KNeighborsClassifier(algorithm='auto', leaf_size=30, metric='minkowski',
           metric_params=None, n_jobs=1, n_neighbors=5, p=2,
           weights='uniform')

### Estimate the accuracy of the classifier on future data, using the test data

In [22]:
knn.score(X_test, y_test)
# The accuracy rate is 0.53333

0.5333333333333333

### Use the trained k-NN classifier model to classify new, previously unseen objects

In [25]:
# first example: a small fruit with mass 20g, width 4.3 cm, height 5.5 cm
fruit_prediction = knn.predict([[20, 4.3, 5.5]])
lookup_fruit_name[fruit_prediction[0]]

'mandarin'

In [26]:
# second example: a larger, elongated fruit with mass 100g, width 6.3 cm, height 8.5 cm
fruit_prediction = knn.predict([[100, 6.3, 8.5]])
lookup_fruit_name[fruit_prediction[0]]

'lemon'

### Plot the decision boundaries of the k-NN classifier

In [31]:
import graphviz
from adspy_shared_utilities import plot_fruit_knn

plot_fruit_knn(X_train, y_train, 5, 'uniform')   # we choose 5 nearest neighbors
# 'uniform' is the weighting method to be used, 'uniform' means treat all neighbors equally when combining their labels.
## 'uniform' can be replaced by 'distance' or your own function

  X_mat = X[['height', 'width']].as_matrix()
  y_mat = y.as_matrix()


<IPython.core.display.Javascript object>

In [32]:
## The decision boundary will be different if we use different parameters of k and weighting methods
plot_fruit_knn(X_train, y_train, 5, 'distance') 

  X_mat = X[['height', 'width']].as_matrix()
  y_mat = y.as_matrix()


<IPython.core.display.Javascript object>

In [33]:
## When k = 1 smaller, the prediction(decision boundary) is sensitive to noise, outliers, milslabeled data
## for larger values of k, the area assigned to different classes are smoother and not as fragmented and more robust to noise in the individual points.
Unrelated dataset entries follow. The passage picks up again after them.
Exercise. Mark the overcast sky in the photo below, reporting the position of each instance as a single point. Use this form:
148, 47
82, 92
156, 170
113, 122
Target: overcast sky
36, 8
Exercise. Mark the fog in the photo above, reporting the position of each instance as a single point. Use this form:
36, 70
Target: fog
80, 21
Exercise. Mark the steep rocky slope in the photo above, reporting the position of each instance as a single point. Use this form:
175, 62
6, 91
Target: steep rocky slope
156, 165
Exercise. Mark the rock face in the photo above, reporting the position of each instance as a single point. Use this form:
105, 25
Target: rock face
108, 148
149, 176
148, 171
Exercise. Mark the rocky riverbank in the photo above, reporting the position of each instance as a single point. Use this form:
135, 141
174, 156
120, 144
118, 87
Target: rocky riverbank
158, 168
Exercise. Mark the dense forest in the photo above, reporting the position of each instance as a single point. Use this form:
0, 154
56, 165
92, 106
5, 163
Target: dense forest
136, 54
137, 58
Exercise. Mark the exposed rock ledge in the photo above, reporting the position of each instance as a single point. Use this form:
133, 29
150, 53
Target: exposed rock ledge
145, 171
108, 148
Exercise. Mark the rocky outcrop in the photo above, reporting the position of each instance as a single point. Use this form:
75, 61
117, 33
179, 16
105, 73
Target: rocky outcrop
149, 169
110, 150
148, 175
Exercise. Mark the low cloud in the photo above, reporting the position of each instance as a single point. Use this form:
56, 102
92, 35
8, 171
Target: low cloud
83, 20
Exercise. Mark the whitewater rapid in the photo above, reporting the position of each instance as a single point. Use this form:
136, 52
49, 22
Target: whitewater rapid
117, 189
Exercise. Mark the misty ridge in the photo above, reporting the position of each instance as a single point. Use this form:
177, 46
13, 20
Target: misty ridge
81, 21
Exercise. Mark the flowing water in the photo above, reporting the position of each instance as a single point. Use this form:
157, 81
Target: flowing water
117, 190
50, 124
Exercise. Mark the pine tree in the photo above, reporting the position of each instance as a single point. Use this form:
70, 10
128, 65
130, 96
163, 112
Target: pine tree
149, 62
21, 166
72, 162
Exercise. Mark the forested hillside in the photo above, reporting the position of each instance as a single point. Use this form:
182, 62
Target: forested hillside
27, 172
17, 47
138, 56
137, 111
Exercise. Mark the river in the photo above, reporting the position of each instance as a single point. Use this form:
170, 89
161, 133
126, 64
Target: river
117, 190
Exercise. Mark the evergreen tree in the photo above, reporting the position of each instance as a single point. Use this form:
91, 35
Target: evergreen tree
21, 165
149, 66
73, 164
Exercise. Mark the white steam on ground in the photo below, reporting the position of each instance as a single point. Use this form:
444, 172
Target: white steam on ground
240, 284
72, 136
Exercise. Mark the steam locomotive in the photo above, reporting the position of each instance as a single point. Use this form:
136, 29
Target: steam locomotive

#### Phenomenon of bias-variance tradeoff in later class

### How sensitive is k-NN classification accuracy to the choice of the 'k' parameter?

In [34]:
k_range = range(1,20)
scores = []

for k in k_range:
    knn = KNeighborsClassifier(n_neighbors = k)
    knn.fit(X_train, y_train)
    scores.append(knn.score(X_test, y_test))

plt.figure()
plt.xlabel('k')
plt.ylabel('accuracy')
plt.scatter(k_range, scores)
plt.xticks([0,5,10,15,20]);
## in this example, larger k leads to worse accuracy for this particular dataset and fixed single train test split

<IPython.core.display.Javascript object>

### How sensitive is k-NN classification accuracy to the train/test split proportion?

In [35]:
t = [0.8, 0.7, 0.6, 0.5, 0.4, 0.3, 0.2]

knn = KNeighborsClassifier(n_neighbors = 5)

plt.figure()

for s in t:

    scores = []
    for i in range(1,1000):
        X_train, X_test, y_train, y_test = train_test_split(X, y, test_size = 1-s)
        knn.fit(X_train, y_train)
        scores.append(knn.score(X_test, y_test))
    plt.plot(s, np.mean(scores), 'bo')

plt.xlabel('Training set proportion (%)')
plt.ylabel('accuracy');

<IPython.core.display.Javascript object>

#### Multiple Choices Solution
---- 1. A low value of 'k' (close to 1) is more likely to overfit the training data and lead to worse accuracy on the test data, compared to higher values of 'k'.

---- 2. Setting 'k' to the number of points in the training set will result in a classifier that always predicts the majority class.

---- 3. The k-nearest neighbors classification algorithm has to memorize all of the training examples to make a prediciton.